Reine Hybris ist es für die Phänomene, die einem unerklärlich erscheinen eine Gottheit zu postulieren.
Für ein Pantoffeltierchen mag das Lösen einer Differentialgleichung weit außerhalb des geistigen Horizonts liegen. Deswegen ist Mathematik aber nicht göttlichen Ursprungs.

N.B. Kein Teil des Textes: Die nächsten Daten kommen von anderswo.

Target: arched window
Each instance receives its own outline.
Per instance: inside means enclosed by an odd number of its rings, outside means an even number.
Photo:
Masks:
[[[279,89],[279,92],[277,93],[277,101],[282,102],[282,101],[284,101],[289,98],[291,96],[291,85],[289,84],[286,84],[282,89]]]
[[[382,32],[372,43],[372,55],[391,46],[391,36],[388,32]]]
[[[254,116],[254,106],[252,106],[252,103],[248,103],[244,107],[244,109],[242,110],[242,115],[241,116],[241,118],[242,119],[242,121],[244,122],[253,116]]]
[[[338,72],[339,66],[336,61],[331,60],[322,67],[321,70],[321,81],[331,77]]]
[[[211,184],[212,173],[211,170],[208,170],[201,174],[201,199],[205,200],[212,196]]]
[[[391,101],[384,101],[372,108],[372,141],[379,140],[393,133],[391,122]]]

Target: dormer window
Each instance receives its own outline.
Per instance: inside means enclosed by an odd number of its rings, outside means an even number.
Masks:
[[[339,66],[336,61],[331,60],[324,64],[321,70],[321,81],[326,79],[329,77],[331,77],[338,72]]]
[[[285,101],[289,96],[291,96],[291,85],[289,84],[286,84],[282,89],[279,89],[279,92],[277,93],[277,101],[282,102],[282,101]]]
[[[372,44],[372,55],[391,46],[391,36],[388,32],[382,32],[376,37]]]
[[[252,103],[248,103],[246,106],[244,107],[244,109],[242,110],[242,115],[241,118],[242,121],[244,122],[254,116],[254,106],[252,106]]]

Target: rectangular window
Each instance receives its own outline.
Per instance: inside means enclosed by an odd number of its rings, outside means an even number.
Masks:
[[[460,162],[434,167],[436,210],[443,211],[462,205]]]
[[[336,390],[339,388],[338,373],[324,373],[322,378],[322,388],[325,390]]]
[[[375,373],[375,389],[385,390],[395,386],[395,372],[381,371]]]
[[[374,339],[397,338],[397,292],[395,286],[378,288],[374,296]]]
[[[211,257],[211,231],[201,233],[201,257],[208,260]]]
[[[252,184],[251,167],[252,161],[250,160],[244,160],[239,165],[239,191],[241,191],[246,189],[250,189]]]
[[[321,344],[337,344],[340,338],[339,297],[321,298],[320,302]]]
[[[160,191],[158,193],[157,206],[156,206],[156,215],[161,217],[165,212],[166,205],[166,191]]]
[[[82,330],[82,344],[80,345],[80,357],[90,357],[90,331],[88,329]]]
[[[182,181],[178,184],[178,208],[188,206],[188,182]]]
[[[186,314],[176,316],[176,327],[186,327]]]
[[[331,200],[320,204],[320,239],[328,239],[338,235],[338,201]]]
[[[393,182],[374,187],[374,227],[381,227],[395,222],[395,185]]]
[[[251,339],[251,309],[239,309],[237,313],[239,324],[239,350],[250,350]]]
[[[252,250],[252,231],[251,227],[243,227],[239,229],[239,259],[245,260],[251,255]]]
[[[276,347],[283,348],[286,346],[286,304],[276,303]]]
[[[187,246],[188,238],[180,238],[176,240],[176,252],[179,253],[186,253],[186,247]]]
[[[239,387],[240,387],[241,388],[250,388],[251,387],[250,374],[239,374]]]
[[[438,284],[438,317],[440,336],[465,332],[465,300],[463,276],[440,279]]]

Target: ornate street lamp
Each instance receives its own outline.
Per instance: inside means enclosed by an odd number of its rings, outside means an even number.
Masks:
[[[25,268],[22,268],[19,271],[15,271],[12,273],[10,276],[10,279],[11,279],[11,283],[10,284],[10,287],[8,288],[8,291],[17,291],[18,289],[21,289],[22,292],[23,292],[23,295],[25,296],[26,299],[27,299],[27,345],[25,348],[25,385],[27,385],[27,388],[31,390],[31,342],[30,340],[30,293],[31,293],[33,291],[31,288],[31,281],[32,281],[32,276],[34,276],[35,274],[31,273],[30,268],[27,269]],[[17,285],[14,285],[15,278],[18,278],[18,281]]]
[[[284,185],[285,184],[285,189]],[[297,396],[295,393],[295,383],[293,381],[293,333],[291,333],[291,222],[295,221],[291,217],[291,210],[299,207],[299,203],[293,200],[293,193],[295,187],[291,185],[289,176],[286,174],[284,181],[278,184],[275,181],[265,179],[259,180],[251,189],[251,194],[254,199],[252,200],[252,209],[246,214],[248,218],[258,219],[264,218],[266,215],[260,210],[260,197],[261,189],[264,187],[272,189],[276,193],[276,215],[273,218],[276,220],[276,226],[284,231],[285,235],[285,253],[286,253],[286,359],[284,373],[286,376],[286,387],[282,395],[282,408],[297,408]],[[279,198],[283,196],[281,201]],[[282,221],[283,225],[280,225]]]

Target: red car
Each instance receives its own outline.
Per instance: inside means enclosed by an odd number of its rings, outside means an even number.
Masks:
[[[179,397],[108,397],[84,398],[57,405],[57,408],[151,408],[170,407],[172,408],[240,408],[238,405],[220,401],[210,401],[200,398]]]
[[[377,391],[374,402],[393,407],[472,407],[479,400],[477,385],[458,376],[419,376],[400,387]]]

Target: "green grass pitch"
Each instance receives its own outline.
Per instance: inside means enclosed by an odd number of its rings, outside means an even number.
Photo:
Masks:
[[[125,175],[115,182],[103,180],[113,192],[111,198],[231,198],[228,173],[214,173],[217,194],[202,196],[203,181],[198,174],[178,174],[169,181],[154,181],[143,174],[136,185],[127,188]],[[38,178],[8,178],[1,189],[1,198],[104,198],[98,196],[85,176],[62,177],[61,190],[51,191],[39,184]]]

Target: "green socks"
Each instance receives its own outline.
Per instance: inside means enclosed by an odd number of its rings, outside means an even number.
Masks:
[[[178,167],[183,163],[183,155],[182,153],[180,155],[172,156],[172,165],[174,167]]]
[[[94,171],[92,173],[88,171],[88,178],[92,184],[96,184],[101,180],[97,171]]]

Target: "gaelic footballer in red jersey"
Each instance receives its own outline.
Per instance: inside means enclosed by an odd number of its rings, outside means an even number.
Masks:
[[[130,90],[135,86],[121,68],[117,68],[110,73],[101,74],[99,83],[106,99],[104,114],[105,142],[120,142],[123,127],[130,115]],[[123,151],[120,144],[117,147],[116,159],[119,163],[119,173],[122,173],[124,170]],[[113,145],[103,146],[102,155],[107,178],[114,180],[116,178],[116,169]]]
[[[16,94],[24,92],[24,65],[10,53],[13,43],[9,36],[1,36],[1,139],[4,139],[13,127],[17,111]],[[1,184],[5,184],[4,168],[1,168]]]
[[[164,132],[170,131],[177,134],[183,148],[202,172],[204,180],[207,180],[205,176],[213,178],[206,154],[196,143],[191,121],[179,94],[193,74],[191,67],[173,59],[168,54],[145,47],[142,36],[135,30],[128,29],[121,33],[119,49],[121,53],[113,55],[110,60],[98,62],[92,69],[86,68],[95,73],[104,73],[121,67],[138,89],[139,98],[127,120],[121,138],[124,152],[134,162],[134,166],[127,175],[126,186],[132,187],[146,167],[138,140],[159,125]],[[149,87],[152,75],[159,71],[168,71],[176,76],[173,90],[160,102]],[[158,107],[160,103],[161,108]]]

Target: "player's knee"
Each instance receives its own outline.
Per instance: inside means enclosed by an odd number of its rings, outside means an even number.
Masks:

Für unsere Hirne ist unsere Lebenspanne ohnehin komplex genug.
 Es gibt unendlich viele Variablen, die wir bedenken können und es gibt viele Konstanten, an denen wir uns ausrichten können.
Die elementarste Konstante ist unsere eigene Endlichkeit; wir alle sterben.
LIFE SUCKS.......and THEN YOU DIE!
Bzw.
Das Leben ist eine sexuell übertragene Krankheit mit 100% tödlichem Ausgang.
Sich über den eigenen Tod zu wundern, vor ihm fliehen zu wollen, ihn zu tabuisieren, ist ungefähr so sinnvoll wie der Versuch die Erdanziehungskraft mit Akupunktur zu bekämpfen.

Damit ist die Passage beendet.